You may be a lot wealthier than you think. Most people look at their bank account, their retirement plan, add in the value of other assets – their home, other investments, etc. – and then subtract their debt to get their net worth. After the Nigerian stock exhange bust and the bear-market rout of recent years, that number may look painfully small.
But what is your true value? That is, how much are your future paychecks worth? That number is your “human capital” and some experts say it should be a key part of your overall financial planning.
Human capital “is anything that is going to generate a cash flow that is not your investments.”
“It is your ability to work, your ability to get a bonus, to get overtime. It is a gold mine and an oil well, but you are producing the gold and the oil”. “It is millions of Naira when you are in your 20s.”
As you age, your financial assets increase and your human capital – the value of your future earnings decreases, because you have fewer working years ahead. While your human capital is not cash in hand, it is an asset that should be protected and managed just like other assets in your portfolio.
Still, while the concept of human capital has existed for decades and has generated interest among economists and finance experts, there is no guarantee your local financial planner embraces the idea. “Human capital is not as appreciated as it should be.
“Almost no [financial planning] tools factor human capital into retirement planning”.
However, a future job switch or other change may render “that level of precision meaningless”. Thus, “we use the household balance sheet to capture the impact of the level of human capital on the household financial circumstances.” It is how those numbers fit into the overall financial picture of the household that is relevant.”
Diversify, Protect
Whether or not you gauge your future earnings’ value, the human-capital concept implies a more immediate task: Reassess whether your portfolio is diversified.
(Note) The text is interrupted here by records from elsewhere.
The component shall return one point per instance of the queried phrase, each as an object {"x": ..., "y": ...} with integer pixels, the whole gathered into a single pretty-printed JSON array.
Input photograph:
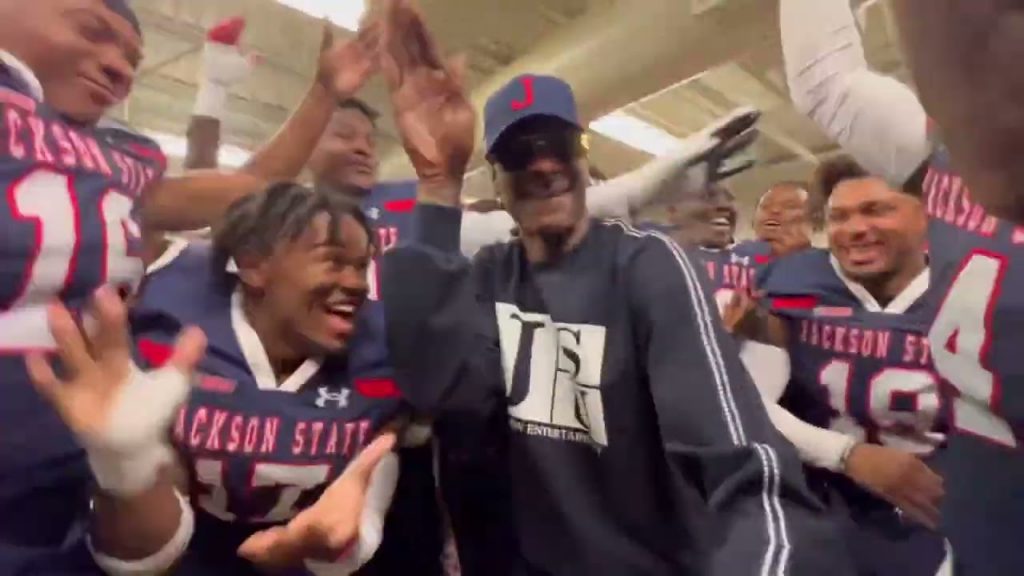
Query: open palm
[
  {"x": 98, "y": 370},
  {"x": 435, "y": 120}
]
For instance, if you work in the technology industry, then you might want to dial down your investments in tech stocks.
And there are other ways to diversify these days. “The growth of exchange-traded funds (ETF) aimed at specific sectors makes the task of diversifying your human capital easier”. “Now you can short these ETFs… it is much easier to isolate that exposure now”. “There are ETFs [for] virtually every sector.”
Still, some say investors should proceed carefully. “Perhaps a career in financial services might lead you to lower your allocation to financial-services stocks”.
But “rarely would I suggest someone skip an asset class altogether based on their career”. A real-estate professional, for example, might reduce his exposure to real-estate investment trusts, or REITs, but might still consider investing in real estate.
Another task: Protect your human capital with life insurance (if you have dependents) and disability insurance.
“If we were as focused on human capital as we should be, [everyone] would have disability insurance.
That is because, given the value of your paycheck, you need to insure against its loss. Just over one-fourth of today’s 20-year-olds will become disabled before age 67, according to some survey.
Also, your human capital may help you decide whether to go back to school. Investing in your human capital may give you the option to work more years.
But assessing the return on educational investment is a key before taking on debt. “You have to look at what you will spend on your education and what are the likely [salary] outcomes.”
Part of the Plan
While many financial planners may not overtly embrace the concept of human capital, a client’s expected future income is included in the planning process.
Financial planning in a nutshell, is “here is what you are going to spend, here is what you need to bring in to spend that, how do we plan to get you there?”. “Unfortunately, nobody can say that whatever it is they are doing today they are going to continue doing five years from now.”
Financial planners also incorporate the idea of human capital when they help clients prepare for the possibility of disability, and whether someone’s skill sets would be transferable to another profession or career.